Traditional kitchen design has recently seen a shift to the open-space kitchen design, according to architects and homebuilders. It’s a trend that was started last year and homeowner’s continue to put focus on designing their kitchen as the main entertainment area of their home. Homeowners want to use this entertainment area for everyday life and special occasions.
However, designing the open-space kitchen is challenging because it’s so new to the design world. An open-space kitchen design gives homeowners a lot of entertainment options. Yet, to achieve this open-space style, there still needs to be definition. For the open-kitchen design, the focal point is the cooking area and everything around it needs to be within full view of that area.
Architects have to consider clear and sensible geometry, definition of function, wall space for big appliances, and adequate lighting when they design the open-space continuation. Tom Chafer, a Chicago architect said, “The hardest part is visibility. It becomes more than just working space, because everything is on stage and exposed.” In one of his recent open-kitchen designs, he describes his challenges. It was a 1950s ranch house and to design the entire floor plan, he had to use the existing lines of the home.
He used several elements to separate the cooking area from the living area but still allowed for the focal point to be the cooking area and for clear definition of the kitchen. He used an oiled English brown oak work island that also served as a centerpiece, bookshelf, storage area, and work surface as to divide the two rooms. In the original design, the ceiling was high and made of Western red cedar. He was able to drop the ceiling and give the kitchen intimacy and definition. Dropping the ceiling allowed for delineation of the cooking area and the installation of recessed halogen lights including dimmers so the kitchen would have both ambient and task lighting.
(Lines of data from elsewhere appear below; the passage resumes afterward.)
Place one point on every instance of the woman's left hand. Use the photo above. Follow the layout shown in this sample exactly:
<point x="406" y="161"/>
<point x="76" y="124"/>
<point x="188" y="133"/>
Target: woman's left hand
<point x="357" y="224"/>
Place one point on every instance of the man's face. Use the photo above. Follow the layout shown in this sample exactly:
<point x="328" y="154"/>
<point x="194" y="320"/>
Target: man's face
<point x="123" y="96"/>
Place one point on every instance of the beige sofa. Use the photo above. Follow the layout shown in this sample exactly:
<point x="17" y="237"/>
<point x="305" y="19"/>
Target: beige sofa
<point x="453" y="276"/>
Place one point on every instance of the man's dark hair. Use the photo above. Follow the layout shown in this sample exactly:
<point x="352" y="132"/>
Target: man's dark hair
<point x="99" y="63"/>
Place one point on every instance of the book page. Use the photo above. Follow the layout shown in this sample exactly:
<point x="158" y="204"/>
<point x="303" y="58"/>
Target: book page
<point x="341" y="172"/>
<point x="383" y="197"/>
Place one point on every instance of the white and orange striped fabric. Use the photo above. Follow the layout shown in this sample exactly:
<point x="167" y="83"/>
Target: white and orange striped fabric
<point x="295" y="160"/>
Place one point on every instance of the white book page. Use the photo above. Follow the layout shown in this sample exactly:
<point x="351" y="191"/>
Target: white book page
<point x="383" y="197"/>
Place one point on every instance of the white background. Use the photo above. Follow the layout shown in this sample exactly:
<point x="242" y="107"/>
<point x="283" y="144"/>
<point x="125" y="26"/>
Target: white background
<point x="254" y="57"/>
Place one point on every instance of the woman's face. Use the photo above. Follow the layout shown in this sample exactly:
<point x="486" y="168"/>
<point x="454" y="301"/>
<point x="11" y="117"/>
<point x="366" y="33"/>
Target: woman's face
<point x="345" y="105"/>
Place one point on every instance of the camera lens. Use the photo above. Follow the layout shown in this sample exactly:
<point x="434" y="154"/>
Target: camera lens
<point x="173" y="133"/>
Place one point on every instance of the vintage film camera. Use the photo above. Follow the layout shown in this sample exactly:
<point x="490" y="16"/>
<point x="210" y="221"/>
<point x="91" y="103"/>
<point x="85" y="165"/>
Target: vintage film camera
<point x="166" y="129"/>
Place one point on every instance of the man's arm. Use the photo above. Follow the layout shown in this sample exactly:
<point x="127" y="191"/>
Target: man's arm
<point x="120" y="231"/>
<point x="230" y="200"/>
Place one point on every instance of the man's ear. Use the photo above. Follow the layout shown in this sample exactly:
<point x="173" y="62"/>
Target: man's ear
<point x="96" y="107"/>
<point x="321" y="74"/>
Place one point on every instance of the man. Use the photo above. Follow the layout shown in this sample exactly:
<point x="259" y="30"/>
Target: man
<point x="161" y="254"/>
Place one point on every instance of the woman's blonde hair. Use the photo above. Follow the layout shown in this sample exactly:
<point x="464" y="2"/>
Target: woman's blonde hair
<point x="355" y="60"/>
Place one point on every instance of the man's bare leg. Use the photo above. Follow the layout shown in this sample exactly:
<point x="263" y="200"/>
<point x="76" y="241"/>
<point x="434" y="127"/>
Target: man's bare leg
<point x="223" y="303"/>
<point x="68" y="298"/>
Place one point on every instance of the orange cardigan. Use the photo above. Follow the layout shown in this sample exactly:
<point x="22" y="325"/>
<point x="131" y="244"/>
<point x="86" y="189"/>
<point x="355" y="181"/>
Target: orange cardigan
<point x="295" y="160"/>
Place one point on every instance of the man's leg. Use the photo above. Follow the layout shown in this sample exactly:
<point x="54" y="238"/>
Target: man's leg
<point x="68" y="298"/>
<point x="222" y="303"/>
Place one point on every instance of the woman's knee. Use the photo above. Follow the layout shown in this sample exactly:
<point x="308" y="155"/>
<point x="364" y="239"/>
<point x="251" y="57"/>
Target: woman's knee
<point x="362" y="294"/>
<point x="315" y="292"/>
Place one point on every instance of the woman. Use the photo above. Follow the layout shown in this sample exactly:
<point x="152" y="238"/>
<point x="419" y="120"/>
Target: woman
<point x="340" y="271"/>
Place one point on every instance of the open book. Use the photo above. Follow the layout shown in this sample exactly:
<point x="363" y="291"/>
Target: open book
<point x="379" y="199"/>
The homeowners now use their kitchen for all occasions.
In Austin, Texas another home was remodeled to have an open kitchen. This home had a few challenges, both in its L-shape design and the owner’s request for a fireplace and sitting area to face the kitchen. The architect placed the kitchen in the right angel of the L. The architect designed a limestone wall with a large archway as a divider to the kitchen and living room.
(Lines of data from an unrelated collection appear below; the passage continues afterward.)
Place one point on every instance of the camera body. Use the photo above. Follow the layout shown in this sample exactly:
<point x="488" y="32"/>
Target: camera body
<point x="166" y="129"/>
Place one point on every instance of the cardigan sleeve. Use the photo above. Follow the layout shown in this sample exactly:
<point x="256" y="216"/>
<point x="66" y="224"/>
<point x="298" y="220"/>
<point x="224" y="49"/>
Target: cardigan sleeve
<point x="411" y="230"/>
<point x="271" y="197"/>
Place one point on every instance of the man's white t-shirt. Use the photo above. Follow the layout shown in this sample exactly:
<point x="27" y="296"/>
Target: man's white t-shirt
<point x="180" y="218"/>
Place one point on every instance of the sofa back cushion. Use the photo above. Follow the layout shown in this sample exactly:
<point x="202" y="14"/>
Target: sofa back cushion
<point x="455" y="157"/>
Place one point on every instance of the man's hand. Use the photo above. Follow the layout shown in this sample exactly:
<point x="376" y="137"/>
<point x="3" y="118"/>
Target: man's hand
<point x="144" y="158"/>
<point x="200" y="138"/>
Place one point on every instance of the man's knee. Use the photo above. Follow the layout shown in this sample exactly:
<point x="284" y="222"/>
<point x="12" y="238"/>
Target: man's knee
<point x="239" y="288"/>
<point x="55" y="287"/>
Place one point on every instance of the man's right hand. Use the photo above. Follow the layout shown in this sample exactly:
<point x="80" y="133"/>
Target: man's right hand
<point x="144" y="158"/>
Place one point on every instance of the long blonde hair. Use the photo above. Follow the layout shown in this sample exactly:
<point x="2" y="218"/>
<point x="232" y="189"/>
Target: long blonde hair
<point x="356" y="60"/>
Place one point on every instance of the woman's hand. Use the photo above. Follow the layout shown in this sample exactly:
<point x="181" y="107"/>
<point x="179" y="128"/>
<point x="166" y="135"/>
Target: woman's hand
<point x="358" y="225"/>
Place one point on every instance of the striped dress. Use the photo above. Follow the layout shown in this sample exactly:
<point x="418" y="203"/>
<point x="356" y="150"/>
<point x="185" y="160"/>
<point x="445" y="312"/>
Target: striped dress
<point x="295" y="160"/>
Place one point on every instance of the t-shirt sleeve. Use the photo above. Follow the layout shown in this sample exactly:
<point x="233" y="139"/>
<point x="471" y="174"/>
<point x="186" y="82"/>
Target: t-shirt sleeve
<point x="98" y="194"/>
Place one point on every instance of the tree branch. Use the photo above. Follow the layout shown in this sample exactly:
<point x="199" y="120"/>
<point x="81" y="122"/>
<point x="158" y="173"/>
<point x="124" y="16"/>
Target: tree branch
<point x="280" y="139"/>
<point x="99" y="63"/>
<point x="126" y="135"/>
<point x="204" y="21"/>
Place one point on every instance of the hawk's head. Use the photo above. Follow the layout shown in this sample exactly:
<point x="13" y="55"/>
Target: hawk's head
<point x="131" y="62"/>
The house was originally designed with a family-lodge style and 12 by 12 roof with an 18-foot double-height ceiling. It was tricky to get the appropriate lighting in there, but the architect accomplished this with a large chandelier and a circular steel tube that had a diameter of 13 feet for housing the lighting track of MR15 spots. So the kitchen could also have an ambient glow, Old English lanterns were included. Don Crowell, the general contractor said, “The challenge of an open kitchen is keeping it human. Even though this one has a lofty ceiling, the experience of the kitchen is a cozy place where you’d like to hang out.”